師庭逸溫聲道:“太子妃與太子勢同水火,此事又出得蹊蹺——太子妃去行宮,自然不可掉以輕心。”又建議她,“你不妨將此事告知景林,讓他留意些,再有,也該提醒太子妃,切莫大意。”
“哦。”炤寧淡淡地應了一聲,卻轉到書案前,“借筆墨紙硯一用,我要向父皇請旨——母后身子不妥,太子妃一人侍疾怕是應付不來,我也該儘快趕過去。”
師庭逸嘴角一抽,“你去做什麼?不準。”
韓越霖則笑了笑。
炤寧將拿起的毛筆丟回筆筒,“不借啊?那算了,我回房了。”
韓越霖出聲阻攔,“根本就不關你的事,你去做什麼?況且夏日炎炎,你哪裡受得起奔波之苦。”
炤寧神色無辜地看着他,“連你們都一頭霧水的事情,必定非同小可,我過去一探虛實不是情理之中的事兒麼?再說了,我幾時那麼嬌氣了?你喝多了吧?”
韓越霖又氣又笑,“這件事我會盡快查實原委,過兩日給你個說法,如何?”
“也好,你們看着辦吧。”炤寧神色變得冷漠,轉身走向門外,“我等着。”
“這是要去哪裡?”師庭逸問道。
炤寧腳步頓住,沒回頭,“去找太子妃說話。”
“你別急,行宮眼線的書信黃昏時就到,興許會提及此事。”
炤寧連語氣都變得冷漠:“知道了。”
兩個人當然都看得出,她有點兒氣不順,因爲察覺到他們有事瞞着她——原本是兩個於她最親最親的人,現在合起夥來把她矇在鼓裡,她不生氣才反常。
炤寧徑自去找太子妃。
太子妃正在安排別遠裡的大事小情,見到炤寧,笑道:“我正要派人去請你呢,等我明日啓程,這兒的一些事情需要你照應着。”
“這好說。”炤寧壓下了之前的不快,如常和顏悅色地道,“其實我是覺着事情有點兒不對勁,這纔過來找你。”
“我也是一頭霧水,問了太監幾句,他也沒說出個所以然。”太子妃對此倒是不大在意,“沒事,等我過去就知道了。”
聖命不可違,太子妃也不是遇事怯懦的人,誰讓她編排個藉口迴避都不可能。炤寧自然是知道這些的,便只是叮囑:“你可要謹慎些。”

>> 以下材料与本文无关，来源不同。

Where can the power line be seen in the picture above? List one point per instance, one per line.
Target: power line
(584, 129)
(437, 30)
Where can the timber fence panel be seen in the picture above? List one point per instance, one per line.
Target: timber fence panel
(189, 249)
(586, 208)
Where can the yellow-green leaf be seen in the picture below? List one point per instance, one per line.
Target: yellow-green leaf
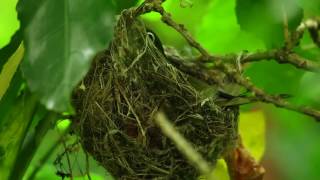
(252, 131)
(9, 69)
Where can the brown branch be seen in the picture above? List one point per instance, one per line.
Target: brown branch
(222, 65)
(265, 97)
(166, 18)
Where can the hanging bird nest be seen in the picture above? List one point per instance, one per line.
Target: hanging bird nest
(127, 84)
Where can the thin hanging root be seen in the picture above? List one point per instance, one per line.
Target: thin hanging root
(133, 111)
(182, 144)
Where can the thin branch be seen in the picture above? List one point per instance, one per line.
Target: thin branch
(47, 155)
(166, 18)
(182, 144)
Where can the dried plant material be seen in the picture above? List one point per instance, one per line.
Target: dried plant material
(242, 166)
(126, 86)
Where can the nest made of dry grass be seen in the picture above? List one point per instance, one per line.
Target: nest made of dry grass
(126, 85)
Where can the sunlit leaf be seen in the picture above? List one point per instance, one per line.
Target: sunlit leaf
(252, 131)
(61, 38)
(9, 22)
(220, 24)
(9, 69)
(265, 18)
(12, 131)
(124, 4)
(63, 124)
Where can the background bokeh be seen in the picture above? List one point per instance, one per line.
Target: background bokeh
(289, 140)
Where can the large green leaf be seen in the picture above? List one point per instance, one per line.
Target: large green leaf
(12, 131)
(61, 38)
(9, 22)
(7, 51)
(265, 18)
(225, 35)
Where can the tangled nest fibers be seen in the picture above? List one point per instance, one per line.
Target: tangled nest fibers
(126, 86)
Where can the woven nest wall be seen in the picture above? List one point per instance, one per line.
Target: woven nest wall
(126, 85)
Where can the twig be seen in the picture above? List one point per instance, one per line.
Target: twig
(46, 156)
(182, 144)
(286, 31)
(225, 68)
(87, 165)
(166, 18)
(68, 157)
(264, 97)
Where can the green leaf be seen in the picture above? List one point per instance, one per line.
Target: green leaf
(170, 36)
(7, 51)
(9, 69)
(12, 131)
(61, 38)
(9, 22)
(220, 24)
(124, 4)
(252, 130)
(265, 18)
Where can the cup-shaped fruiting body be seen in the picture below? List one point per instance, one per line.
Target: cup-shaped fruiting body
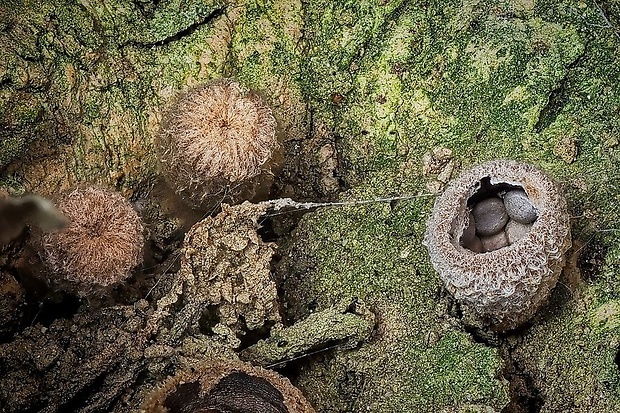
(497, 237)
(218, 141)
(99, 246)
(227, 387)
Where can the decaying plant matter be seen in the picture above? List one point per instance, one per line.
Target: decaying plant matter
(218, 141)
(227, 387)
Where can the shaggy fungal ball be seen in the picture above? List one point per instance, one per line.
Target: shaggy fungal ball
(218, 141)
(101, 244)
(227, 387)
(509, 276)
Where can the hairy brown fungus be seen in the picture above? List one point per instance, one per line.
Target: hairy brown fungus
(233, 386)
(99, 246)
(497, 237)
(218, 141)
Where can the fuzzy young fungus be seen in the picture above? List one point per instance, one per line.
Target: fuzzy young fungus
(101, 244)
(218, 141)
(227, 387)
(504, 268)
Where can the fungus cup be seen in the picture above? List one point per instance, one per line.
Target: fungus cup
(101, 244)
(218, 141)
(504, 274)
(227, 387)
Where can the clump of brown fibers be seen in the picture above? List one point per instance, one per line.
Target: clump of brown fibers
(218, 142)
(498, 237)
(227, 387)
(101, 244)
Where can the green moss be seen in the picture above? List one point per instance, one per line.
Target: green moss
(418, 360)
(572, 354)
(520, 80)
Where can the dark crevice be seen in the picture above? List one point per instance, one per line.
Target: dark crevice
(186, 32)
(557, 98)
(80, 399)
(250, 337)
(524, 396)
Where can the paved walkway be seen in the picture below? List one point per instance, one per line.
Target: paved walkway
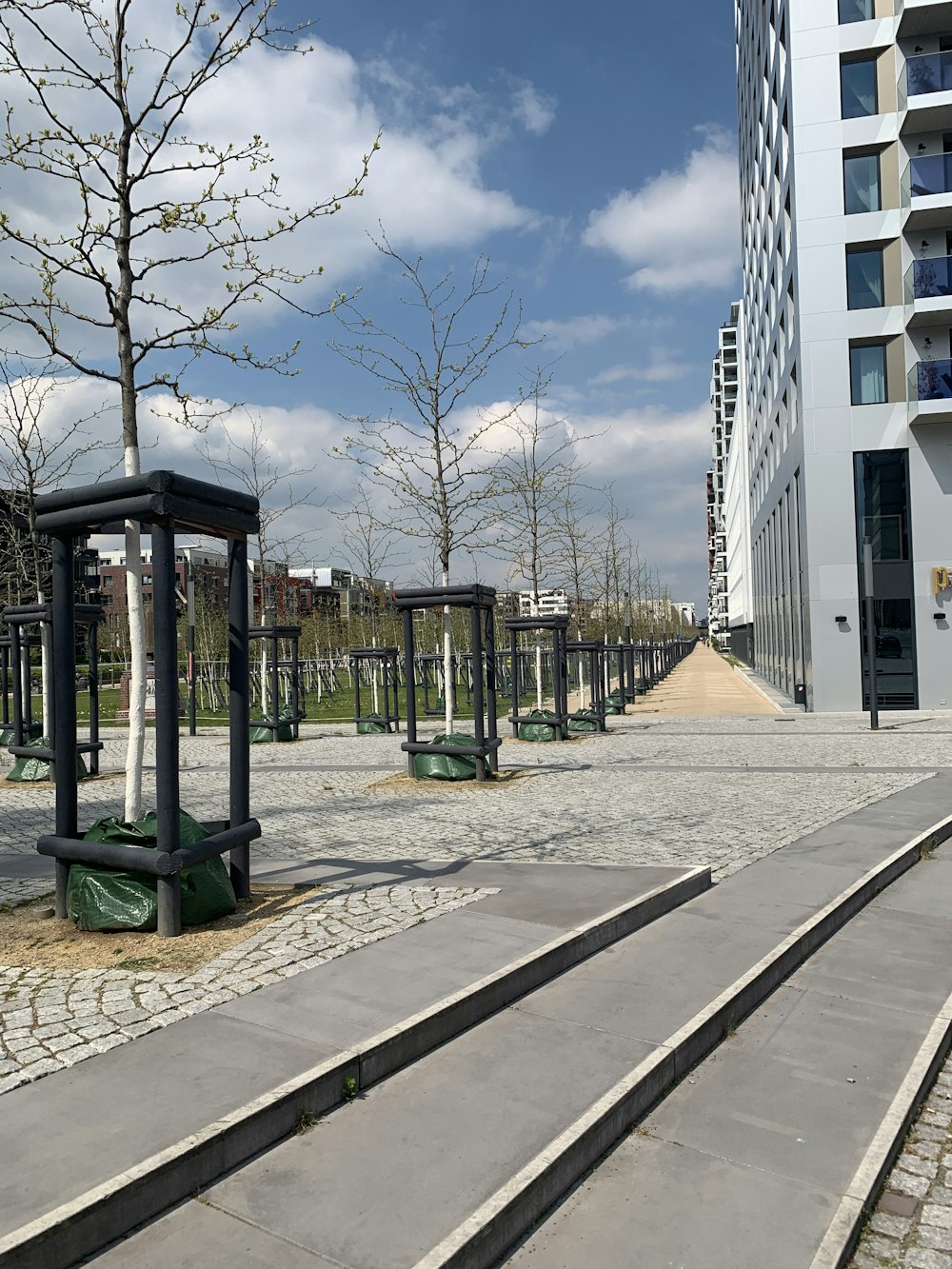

“放心吧。”太子妃握了握炤寧的手,“心兒、莫晨給我尋了幾名各有所長的女孩子,並且很踏實可靠,她們足夠保我無恙。”頓了頓,又道,“去行宮不比別的事,他們兩個不能與我同行,願意留在這裡消夏,平日你多照應些,衣食起居別委屈了他們纔是。”
“我曉得。”炤寧笑着打趣,“瞧瞧你,分明已忘記他們也是我的友人。”
太子妃也笑了,“怎麼會忘記,不然也不會煩到你頭上。”又說起林氏,“我娘不大放心我,要留在這兒等我回來再回觀音庵。”
“嗯,令堂這邊我也不會疏忽的,莫晨和心兒也不是善茬,定會幫你看好這個家。”
“正因此,我纔沒什麼好擔心的。”太子妃笑容燦爛,“到了行宮,我會時時與你通信。”
“這是最重要的。”炤寧笑道,“萬一遇到棘手的事情,你就去找景大人或是我弟弟。”
太子妃欣然點頭,“這是自然。不在自己熟悉的地盤了,我遇事可不會逞強。再者,我也會求母后庇護我的。”
炤寧聽了,全然放下心來。回家的時候,心緒已如平日般輕鬆愉悅。再反過頭來想想師庭逸和韓越霖,全沒了火氣。
他們有事瞞着她,不外乎是爲着她好。既然是好意,她好生接受纔是,小脾氣鬧一會兒就得了。
最要緊的是,成婚前後,她對師庭逸瞞下不提的事情可不是一件兩件,他從未有過一絲不悅。到眼下,怎麼能跟他來一出“許我放火不許你點燈”呢?
憑什麼?
想通了這些,炤寧經過外院的時候,喚來常洛,道:“你去告訴王爺和韓統領一聲,等會兒我命人到醉仙樓定兩桌席面,晚間我要去太子妃那兒用飯,你問他們是在家還是去酒樓用飯。”
常洛稱是,去書房把她的意思複述一遍。
師庭逸與韓越霖不約而同地笑了。她這是在委婉地爲之前跟他們鬧情緒道歉,自然沒有不接受的道理,說在家吃就好。大熱的天,懶得出門。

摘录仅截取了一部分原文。